Teknologi ini memanfaatkan karakteristik khas LDHs yang memiliki struktur berlapis, porositas tinggi, dan luas permukaan yang besar. Penambahan berbagai unsur logam pada material tersebut terbukti mampu meningkatkan jumlah situs aktif, mengubah karakteristik muatan permukaan, serta memperkuat interaksi antara material dengan molekul CO₂.
Material komposit LDHs yang telah dikembangkan tim peneliti BRIN antara lain Ni-Al LDHs@karbon, Mn-Ni-Co-Cu-Al LDHs, Mn-Ni-Co-Cu-Fe LDHs, hingga Ni-Ag-Al LDHs. Material tersebut mengintegrasikan ion perak ke dalam struktur material. Berbagai hasil penelitian tersebut telah dipublikasikan pada jurnal internasional bereputasi, seperti Journal of Chemical Technology and Biotechnology serta Greenhouse Gases: Science and Technology.
“Hasil pengujian menunjukkan bahwa komposit multilogam berbasis LDHs memiliki performa penyerapan karbon yang lebih baik dibandingkan material LDHs konvensional, seperti Mg-Al LDHs. Temuan ini membuka peluang pemanfaatan yang lebih luas dalam teknologi Carbon Capture, Utilization, and Storage (CCUS),” ujar Wihadi.
Selain untuk penangkapan karbon, material LDHs juga berpotensi diterapkan pada berbagai sektor strategis lainnya. Di bidang lingkungan, material ini dapat dimanfaatkan untuk pengolahan air limbah dengan menyerap logam berat dan zat warna pencemar.
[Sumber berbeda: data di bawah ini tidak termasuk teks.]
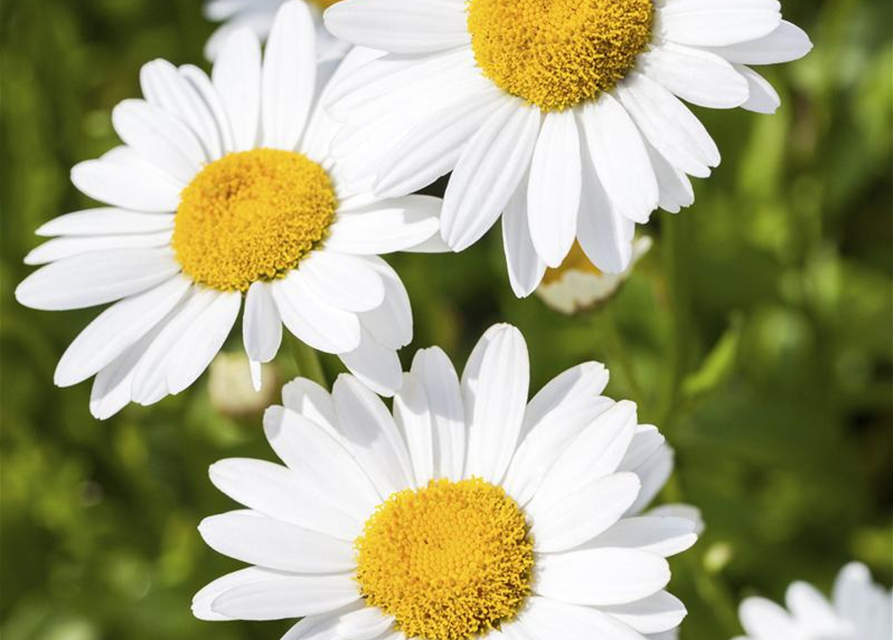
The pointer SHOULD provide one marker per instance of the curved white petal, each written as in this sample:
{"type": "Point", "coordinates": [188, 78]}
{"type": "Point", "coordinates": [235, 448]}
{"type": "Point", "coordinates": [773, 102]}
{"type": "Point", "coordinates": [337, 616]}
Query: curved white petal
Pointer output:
{"type": "Point", "coordinates": [279, 493]}
{"type": "Point", "coordinates": [162, 139]}
{"type": "Point", "coordinates": [488, 171]}
{"type": "Point", "coordinates": [438, 378]}
{"type": "Point", "coordinates": [600, 576]}
{"type": "Point", "coordinates": [526, 267]}
{"type": "Point", "coordinates": [312, 320]}
{"type": "Point", "coordinates": [372, 436]}
{"type": "Point", "coordinates": [237, 80]}
{"type": "Point", "coordinates": [251, 537]}
{"type": "Point", "coordinates": [553, 195]}
{"type": "Point", "coordinates": [288, 77]}
{"type": "Point", "coordinates": [165, 87]}
{"type": "Point", "coordinates": [106, 221]}
{"type": "Point", "coordinates": [115, 330]}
Material ini juga berpotensi digunakan dalam pemurnian udara melalui penangkapan berbagai gas berbahaya. Sementara itu, di sektor energi dan industri kimia, LDHs berpotensi dimanfaatkan sebagai katalis maupun fotokatalis dalam produksi hidrogen, konversi CO₂ menjadi bahan kimia bernilai tambah, dan berbagai proses industri lainnya.
“Ke depan, penelitian akan difokuskan pada optimalisasi komposisi logam dan peningkatan kapasitas adsorpsi material. Selain itu, performa material juga akan diuji pada kondisi operasi yang mendekati lingkungan industri sebenarnya. Langkah tersebut diperlukan untuk memastikan teknologi tersebut dapat diimplementasikan secara efektif dalam skala yang lebih besar,” ujarnya.
LDHs memiliki sejumlah keunggulan, antara lain biaya produksi yang relatif rendah, stabilitas yang baik, dan fleksibilitas dalam desain material. Berbekal keunggulan tersebut, LDHs dinilai sebagai salah satu material maju yang menjanjikan untuk mendukung teknologi berkelanjutan dan pengurangan emisi karbon di masa depan.